ViliusCreator (2019-01-18T18:31:52.000Z)
viliuskubilius416 at gmail.com (2019-01-18T18:36:25.348Z)
What about having Symbol.equals? For example, for now this is what it does: ```js class Position { constructor(o) { this.x = o.x instanceof Number ? o.x : 0 this.y = o.y instanceof Number ? o.y : 0 this.z = o.z instanceof Number ? o.z : 0 } } console.log(new Position({x: 10, y: 10, z: 10}) === new Position({x: 10, y: 10, z: 10}) ``` Output is of course, false.
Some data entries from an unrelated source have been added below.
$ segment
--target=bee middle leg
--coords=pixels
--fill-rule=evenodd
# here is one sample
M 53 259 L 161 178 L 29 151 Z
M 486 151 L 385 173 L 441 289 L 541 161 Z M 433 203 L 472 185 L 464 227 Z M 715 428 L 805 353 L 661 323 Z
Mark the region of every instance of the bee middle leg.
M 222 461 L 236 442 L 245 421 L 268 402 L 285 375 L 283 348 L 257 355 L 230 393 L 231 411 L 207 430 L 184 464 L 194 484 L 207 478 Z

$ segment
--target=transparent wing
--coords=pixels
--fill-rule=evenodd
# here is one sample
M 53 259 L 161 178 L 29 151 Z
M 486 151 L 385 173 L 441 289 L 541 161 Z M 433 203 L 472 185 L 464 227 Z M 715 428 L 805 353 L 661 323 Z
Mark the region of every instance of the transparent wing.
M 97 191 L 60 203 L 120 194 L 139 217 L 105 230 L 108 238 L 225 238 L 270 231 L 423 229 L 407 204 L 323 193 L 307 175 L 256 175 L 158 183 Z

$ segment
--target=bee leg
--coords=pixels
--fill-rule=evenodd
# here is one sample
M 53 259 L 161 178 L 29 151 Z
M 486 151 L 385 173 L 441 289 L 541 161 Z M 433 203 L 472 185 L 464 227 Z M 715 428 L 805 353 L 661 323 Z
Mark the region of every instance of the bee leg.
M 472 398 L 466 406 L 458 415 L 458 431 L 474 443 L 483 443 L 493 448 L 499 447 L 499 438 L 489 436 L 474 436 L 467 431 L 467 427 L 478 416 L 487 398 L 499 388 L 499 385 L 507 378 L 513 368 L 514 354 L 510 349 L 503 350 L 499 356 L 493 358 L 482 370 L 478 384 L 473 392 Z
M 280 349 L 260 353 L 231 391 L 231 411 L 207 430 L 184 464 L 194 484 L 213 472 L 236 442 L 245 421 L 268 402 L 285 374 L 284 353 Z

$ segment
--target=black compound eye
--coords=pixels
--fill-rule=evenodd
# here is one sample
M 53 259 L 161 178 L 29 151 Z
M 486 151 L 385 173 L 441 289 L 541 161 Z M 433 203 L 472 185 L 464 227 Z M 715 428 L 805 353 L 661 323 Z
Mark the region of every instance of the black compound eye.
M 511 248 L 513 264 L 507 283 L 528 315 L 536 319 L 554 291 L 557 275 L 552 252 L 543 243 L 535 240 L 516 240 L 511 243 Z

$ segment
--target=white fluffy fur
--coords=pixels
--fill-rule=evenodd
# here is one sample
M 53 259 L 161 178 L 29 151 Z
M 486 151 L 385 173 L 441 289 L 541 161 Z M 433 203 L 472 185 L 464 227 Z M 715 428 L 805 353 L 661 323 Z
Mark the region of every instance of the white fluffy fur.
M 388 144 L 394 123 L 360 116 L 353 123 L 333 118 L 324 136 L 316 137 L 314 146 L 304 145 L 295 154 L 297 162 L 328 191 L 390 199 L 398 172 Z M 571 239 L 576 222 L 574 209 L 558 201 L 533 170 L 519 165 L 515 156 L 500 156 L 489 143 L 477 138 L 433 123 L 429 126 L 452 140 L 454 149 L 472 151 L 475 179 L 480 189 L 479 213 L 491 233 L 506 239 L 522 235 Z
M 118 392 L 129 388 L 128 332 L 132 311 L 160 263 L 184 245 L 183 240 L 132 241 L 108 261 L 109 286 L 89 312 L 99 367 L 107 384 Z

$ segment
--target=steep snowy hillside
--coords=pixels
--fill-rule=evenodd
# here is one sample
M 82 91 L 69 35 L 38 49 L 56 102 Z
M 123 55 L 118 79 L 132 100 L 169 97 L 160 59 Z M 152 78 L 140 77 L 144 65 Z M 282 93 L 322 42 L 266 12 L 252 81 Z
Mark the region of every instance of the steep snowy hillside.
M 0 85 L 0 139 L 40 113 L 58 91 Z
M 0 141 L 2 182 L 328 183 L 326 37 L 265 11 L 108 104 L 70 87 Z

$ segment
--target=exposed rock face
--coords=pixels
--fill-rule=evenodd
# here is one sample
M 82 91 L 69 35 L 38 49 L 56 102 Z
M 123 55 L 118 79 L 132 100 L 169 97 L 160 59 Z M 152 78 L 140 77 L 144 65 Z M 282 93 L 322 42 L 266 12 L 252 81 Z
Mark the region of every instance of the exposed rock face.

With `Symbol.equals`, we could make it easier, instead of `instance.equals(otherInstance)`. For example: ```js class Position { [Symbol.equals](oIn) { return oIn.x === this.x && oIn.y === this.y && oIn.z === this.z } constructor(o) { this.x = o.x instanceof Number ? o.x : 0 this.y = o.y instanceof Number ? o.y : 0 this.z = o.z instanceof Number ? o.z : 0 } } console.log(new Position({x: 10, y: 10, z: 10}) === new Position({x: 10, y: 10, z: 10}) ``` Now output would be true. This would save most of the time, instead of writing .equals and then surrounding everything with ().